In Defense of Food TV

Last week, The NY Times ran an article by Michael Pollan, Mr. “Omnivore’s Dilemma” himself.  I’m not a fan of Pollan, I think his writing can be a little long-winded and condescending, but he does make some good points about the production of food in most of his writing. However, I have a bone to pick about his latest piece:

His article last week was a strange mix of praise and finger-wagging about food television, focusing on everything from the heights, Julia Child’s fine dining made at home recipes, to the depths (Sandra “Kwanzaa Cake” Lee). However, the major point was that today’s kitchen dwellers can barely work a microwave, but revel in who will have to pack their knives and go home on “Top Chef.” Instead of being inspire to cook along with Julia, Pollan protests that we live vicariously through our TV chefs instead of picking up a knife ourselves.

I won’t argue that I used to be that way. Growing up, my mom cooked everything at dinnertime and I never showed any interest in learning what she was doing. I could justify that nuking a Stouffer’s Mac and Cheese was cooking because it took more than one step (take out of box, lift corner of plasti-wrap, put into microwave). I psyched myself out, thinking that I didn’t know how or even wanted to cook. It’s not a surprise that under a steady diet of pre-made freezer food and canned soups, I wasn’t exactly at my healthiest.

That started to change when I started reading and then watching Anthony Bourdain on “No Reservations.” It got me actually excited about food (it didn’t hurt that Bourdain is geeky girl eye candy), I realized there was a world outside of Burger King and Circle K.  Once I moved into a place with an actual kitchen, “Top Chef” became one of my favorite shows.

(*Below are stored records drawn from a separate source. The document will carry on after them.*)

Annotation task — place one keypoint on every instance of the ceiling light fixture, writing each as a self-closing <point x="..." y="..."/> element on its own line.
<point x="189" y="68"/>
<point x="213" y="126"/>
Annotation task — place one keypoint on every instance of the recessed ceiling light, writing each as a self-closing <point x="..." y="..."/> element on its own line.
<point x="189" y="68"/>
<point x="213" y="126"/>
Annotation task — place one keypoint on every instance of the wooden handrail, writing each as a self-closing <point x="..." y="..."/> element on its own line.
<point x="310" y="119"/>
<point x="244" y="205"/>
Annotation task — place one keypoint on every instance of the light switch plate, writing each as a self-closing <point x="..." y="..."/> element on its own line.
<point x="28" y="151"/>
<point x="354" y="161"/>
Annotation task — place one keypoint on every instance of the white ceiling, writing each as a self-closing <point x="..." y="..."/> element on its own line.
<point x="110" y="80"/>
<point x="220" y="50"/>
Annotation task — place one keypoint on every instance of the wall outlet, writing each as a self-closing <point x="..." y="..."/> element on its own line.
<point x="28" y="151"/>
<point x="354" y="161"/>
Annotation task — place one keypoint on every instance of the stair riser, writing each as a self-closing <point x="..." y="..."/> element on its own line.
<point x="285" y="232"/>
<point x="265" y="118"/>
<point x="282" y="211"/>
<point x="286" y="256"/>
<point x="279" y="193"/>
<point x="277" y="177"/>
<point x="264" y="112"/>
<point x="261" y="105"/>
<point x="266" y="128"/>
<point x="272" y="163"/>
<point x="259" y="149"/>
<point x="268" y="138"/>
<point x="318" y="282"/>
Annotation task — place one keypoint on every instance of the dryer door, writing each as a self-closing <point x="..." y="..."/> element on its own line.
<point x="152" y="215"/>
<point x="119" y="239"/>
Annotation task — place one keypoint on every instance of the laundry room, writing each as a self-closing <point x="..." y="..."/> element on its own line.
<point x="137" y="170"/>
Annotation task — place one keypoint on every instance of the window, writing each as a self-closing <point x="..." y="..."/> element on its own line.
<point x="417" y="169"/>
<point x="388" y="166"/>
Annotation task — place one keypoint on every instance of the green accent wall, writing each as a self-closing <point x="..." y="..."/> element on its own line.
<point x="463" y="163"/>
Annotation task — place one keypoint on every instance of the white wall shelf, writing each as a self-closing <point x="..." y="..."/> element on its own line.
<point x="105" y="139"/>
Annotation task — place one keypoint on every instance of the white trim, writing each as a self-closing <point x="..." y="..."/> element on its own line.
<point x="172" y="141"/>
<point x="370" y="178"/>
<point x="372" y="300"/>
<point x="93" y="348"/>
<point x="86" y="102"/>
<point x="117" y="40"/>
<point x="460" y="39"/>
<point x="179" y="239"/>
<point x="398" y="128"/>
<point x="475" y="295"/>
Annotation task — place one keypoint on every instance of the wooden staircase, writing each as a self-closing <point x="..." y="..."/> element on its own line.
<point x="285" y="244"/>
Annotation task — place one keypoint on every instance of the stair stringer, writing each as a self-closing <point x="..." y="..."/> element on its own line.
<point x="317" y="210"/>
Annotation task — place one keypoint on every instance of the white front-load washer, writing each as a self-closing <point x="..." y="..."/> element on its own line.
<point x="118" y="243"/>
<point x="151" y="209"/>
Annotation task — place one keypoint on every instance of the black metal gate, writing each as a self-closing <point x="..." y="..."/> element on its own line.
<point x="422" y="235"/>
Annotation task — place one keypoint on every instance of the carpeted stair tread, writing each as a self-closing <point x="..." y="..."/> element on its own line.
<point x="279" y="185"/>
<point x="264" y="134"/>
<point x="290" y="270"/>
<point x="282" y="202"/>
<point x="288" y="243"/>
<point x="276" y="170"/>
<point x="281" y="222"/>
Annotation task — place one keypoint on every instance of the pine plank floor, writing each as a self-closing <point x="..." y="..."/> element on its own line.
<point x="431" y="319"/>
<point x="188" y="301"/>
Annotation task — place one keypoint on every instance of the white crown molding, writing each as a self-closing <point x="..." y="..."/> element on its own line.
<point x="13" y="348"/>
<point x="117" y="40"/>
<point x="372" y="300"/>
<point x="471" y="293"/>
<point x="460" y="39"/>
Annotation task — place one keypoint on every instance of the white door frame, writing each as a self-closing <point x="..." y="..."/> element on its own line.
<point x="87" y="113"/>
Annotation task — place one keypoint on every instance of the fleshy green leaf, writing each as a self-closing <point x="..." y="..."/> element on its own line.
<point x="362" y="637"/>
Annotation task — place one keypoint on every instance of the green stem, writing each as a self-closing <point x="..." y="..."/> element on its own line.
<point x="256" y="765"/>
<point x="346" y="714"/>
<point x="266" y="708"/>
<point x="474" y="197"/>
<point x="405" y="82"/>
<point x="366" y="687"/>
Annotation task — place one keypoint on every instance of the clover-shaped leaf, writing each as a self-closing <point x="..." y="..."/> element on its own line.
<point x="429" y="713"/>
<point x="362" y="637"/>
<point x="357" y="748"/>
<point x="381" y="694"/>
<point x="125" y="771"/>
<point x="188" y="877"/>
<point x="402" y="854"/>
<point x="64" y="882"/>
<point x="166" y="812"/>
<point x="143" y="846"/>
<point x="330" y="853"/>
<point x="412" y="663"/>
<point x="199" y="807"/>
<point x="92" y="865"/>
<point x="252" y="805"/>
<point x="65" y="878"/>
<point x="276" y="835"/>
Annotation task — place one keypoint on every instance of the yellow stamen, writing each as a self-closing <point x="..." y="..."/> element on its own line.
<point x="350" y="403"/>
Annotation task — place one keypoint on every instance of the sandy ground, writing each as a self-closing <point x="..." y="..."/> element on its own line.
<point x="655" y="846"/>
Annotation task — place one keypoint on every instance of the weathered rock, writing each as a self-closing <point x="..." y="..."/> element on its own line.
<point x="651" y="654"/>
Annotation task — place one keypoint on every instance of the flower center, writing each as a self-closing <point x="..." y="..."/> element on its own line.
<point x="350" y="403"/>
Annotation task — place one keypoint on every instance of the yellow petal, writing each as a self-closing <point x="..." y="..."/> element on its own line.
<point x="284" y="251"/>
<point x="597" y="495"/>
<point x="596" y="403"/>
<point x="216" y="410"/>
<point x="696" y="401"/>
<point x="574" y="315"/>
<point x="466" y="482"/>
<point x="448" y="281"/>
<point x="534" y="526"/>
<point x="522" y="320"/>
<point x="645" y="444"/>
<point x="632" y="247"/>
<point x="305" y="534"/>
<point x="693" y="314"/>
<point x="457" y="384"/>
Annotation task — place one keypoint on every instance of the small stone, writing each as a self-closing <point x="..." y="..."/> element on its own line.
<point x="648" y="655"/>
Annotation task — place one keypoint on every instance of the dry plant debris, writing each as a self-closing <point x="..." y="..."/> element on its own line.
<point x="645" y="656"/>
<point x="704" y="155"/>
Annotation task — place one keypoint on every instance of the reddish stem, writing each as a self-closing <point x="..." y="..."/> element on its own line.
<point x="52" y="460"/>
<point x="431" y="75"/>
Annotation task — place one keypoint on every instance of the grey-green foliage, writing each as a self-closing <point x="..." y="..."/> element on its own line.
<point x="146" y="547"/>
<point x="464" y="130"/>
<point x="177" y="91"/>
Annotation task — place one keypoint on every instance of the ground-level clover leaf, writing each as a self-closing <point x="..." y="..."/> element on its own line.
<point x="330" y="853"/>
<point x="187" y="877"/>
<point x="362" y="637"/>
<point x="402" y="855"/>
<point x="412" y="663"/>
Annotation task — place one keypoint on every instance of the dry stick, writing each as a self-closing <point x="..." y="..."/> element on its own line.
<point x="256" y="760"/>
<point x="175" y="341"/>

I would get inspired by the competitions and I even participated in a Top Chef-inspired Dinner Party.

I can see why Pollan may hate Food TV (I want to scissor-kick Rachael Ray each time she says “evoo”), but it helped make me start to cook. I looked beyond canned food and started picking up a knife alongside Hung and Casey on “Top Chef.”  Alton Brown made me appreciate the science behind my food. Mario Batali made me less scared of hooves and snouts. I got how good a simple crusty piece of bread, fresh tomato, and roasted garlic could be from Giada. Yeah, it was entertaining, but it made me want to do it myself as well. If Bobby Flay can cook up some ribs, then so can I!

When I moved to Raleigh with Tony, we had to give up Cable, and with it my food television. I love reading about cooking and looking up recipes, but Food on television was my gateway drug. Without it, I would never change the way I eat and the way I live now.  Who would have ever thought that being a couch potato could be a good thing?



2 responses to “In Defense of Food TV

  1. Good story of your foody journey! I didn’t really know what to make of that article either. I enjoyed reading it, but it tended to kind of meander, and I wish he’d talked about how the internet has made recipe sharing so easy and cooking blogs so popular. Plus I know so many people who love to cook; lots of his points did not ring true for me.

    • rdugonnaeatthat

      I think that’s Pollan’s problem with his writing. He likes big grand statements that can be hard to argue with (we’re disconnected from where food comes from, many of watch cooking rather than do it ourselves), but he likes his own voice a little too much to really back up his thoughts.